In one aspect, acquiring the imaging data takes less than 100 nanoseconds. In another aspect, acquiring the imaging data takes less than 10 nanoseconds.
An imaging area of the terahertz scanner assembly can be configured to be focused only on a periphery of the golf ball. The periphery of the golf ball can only include a portion of at least one paint or coating layer, in one aspect. In another aspect, the periphery of the golf ball can only include a portion of at least one paint or coating layer, and a portion of a cover. In another aspect, the periphery of the golf ball can only include a portion of at least one paint or coating layer, a portion of a cover, and a portion of a casing.
The terahertz scanner assembly can have a resolution of at least 0.1 micron-25.0 microns. In one aspect, the resolution can be less than 0.1 micron or greater than 25.0 microns.
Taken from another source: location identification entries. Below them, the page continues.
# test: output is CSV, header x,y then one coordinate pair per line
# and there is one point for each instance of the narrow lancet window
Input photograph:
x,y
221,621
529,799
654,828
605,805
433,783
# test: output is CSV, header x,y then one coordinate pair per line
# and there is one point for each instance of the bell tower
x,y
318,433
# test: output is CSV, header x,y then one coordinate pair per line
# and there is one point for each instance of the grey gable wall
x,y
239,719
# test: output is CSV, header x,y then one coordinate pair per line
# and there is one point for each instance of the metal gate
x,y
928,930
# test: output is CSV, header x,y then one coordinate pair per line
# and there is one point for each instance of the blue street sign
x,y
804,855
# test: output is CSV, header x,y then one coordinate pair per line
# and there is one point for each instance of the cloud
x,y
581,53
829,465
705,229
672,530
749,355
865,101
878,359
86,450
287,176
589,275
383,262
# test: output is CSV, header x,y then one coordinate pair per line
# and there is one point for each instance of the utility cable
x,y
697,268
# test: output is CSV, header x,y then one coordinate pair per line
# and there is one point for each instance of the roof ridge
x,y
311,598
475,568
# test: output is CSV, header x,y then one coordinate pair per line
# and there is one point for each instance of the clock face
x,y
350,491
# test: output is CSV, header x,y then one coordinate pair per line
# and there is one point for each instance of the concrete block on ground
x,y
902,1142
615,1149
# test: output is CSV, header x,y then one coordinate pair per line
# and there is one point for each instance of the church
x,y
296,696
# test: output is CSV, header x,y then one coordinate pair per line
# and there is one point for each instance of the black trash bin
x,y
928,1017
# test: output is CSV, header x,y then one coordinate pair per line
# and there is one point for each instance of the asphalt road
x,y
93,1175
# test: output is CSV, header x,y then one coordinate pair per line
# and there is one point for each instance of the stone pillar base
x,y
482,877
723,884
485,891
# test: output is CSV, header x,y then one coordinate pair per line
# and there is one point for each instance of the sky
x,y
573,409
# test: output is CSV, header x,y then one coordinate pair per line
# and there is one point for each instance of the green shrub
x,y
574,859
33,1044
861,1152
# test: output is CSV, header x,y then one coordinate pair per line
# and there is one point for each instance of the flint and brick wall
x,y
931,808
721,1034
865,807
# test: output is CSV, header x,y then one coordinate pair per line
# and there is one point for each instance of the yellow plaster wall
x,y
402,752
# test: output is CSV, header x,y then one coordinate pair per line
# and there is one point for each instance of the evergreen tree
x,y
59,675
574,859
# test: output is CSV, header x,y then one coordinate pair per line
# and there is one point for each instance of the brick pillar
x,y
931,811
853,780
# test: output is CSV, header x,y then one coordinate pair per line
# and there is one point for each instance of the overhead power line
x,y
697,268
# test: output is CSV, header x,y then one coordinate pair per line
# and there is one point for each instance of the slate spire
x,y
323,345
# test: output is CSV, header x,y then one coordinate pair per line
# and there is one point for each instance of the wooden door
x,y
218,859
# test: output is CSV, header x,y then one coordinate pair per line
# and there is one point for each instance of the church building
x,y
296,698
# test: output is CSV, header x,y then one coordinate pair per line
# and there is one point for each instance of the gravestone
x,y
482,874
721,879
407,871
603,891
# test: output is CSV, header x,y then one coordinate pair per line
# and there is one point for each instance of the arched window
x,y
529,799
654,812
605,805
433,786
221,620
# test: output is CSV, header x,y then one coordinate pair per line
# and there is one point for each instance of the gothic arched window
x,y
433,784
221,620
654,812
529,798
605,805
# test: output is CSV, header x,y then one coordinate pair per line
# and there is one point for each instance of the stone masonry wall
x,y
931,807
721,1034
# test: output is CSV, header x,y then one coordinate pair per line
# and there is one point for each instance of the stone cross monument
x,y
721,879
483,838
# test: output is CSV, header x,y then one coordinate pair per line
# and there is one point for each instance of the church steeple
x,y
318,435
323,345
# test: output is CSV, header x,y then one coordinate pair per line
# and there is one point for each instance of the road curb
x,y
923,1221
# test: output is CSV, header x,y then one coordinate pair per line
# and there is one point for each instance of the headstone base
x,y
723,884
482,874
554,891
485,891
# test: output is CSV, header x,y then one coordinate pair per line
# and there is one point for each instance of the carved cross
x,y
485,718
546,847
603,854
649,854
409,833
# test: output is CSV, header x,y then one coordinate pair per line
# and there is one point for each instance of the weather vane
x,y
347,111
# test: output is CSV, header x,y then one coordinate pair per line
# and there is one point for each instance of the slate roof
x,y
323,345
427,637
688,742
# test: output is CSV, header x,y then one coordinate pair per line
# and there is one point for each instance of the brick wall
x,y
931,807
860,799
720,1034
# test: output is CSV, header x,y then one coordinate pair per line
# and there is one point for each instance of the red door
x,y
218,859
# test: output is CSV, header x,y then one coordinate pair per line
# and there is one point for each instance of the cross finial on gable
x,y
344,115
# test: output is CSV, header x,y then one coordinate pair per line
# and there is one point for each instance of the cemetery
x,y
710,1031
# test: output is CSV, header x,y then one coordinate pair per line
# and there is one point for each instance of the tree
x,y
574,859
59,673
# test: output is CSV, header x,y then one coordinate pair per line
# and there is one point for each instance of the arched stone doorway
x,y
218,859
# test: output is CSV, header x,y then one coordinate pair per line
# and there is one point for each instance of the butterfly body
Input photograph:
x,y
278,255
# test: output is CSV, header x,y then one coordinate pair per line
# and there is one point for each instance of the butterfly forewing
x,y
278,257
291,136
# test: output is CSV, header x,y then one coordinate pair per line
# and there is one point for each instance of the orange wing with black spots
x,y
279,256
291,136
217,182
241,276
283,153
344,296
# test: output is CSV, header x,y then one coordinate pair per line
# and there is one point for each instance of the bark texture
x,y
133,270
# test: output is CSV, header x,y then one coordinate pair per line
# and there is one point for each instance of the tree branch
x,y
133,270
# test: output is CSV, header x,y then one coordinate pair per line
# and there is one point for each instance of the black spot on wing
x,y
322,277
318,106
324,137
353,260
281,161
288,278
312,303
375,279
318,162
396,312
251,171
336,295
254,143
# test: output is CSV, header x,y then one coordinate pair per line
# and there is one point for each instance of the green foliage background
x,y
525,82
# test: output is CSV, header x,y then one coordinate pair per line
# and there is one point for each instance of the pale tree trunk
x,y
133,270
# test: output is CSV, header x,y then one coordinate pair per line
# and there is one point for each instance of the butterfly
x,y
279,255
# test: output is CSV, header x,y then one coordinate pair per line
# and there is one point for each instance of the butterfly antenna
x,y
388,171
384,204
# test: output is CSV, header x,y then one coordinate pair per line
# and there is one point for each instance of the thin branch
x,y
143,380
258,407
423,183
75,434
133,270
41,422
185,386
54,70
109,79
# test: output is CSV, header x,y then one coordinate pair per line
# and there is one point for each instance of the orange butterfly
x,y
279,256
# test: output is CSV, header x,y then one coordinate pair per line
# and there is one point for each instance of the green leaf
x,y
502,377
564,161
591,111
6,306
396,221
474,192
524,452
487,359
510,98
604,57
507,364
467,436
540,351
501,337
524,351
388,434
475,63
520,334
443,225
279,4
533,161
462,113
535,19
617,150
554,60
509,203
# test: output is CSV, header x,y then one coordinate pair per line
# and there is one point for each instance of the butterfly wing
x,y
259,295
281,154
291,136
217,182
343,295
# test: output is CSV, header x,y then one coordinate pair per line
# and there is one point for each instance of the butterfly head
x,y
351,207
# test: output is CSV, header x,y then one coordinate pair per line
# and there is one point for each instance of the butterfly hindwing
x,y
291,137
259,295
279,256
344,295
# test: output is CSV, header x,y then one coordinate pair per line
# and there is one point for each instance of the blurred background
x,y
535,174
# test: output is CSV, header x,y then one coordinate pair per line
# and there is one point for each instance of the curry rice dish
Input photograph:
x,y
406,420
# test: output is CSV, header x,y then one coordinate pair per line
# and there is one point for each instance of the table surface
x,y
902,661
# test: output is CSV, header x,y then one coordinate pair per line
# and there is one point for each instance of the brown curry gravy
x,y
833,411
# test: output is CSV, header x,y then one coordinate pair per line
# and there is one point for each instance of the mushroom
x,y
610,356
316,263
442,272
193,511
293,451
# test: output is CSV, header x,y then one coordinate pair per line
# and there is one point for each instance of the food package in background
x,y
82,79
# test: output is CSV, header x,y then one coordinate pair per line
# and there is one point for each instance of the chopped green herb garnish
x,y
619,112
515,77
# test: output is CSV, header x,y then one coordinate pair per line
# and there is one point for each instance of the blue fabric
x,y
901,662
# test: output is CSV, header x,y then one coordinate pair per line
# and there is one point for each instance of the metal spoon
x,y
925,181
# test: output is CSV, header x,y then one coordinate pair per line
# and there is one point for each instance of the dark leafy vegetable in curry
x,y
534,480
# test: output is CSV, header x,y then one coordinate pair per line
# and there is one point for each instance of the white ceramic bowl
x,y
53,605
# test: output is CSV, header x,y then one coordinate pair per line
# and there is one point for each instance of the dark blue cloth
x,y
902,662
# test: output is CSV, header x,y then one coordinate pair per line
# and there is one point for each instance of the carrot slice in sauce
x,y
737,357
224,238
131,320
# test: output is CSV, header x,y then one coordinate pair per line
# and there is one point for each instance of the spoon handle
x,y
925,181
The terahertz scanner assembly can be configured to emit terahertz radiation at a frequency of 0.1 terahertz-10.0 terahertz. In one aspect, the frequency can be less than 0.1 terahertz or greater than 10.0 terahertz.
In another aspect, a method of detecting and/or analyzing at least one characteristic of a golf ball via non-ionizing electromagnetic radiation is provided. The method can include directing an imaging area of a terahertz scanner assembly at a periphery of the golf ball. The periphery of the golf ball can only include a portion of at least one paint or coating layer, and a portion of a cover, in one aspect. The method can further include acquiring imaging data related to at least one characteristic of a golf ball via the terahertz scanner assembly. In one aspect, the at least one characteristic of the golf ball includes at least one of: (i) a thickness of at least one paint or coating layer on the cover layer; (ii) a composition of at least one paint or coating layer on the cover layer; (iii) a presence of at least one paint or coating layer on the cover layer; (iv) a thickness of the cover layer; (v) a thickness of a casing layer surrounding the cover layer; (vi) a composition of the cover layer; or (vii) a composition of a casing layer surrounding the cover layer. Various other aspects of the present disclosure are provided in more detail herein.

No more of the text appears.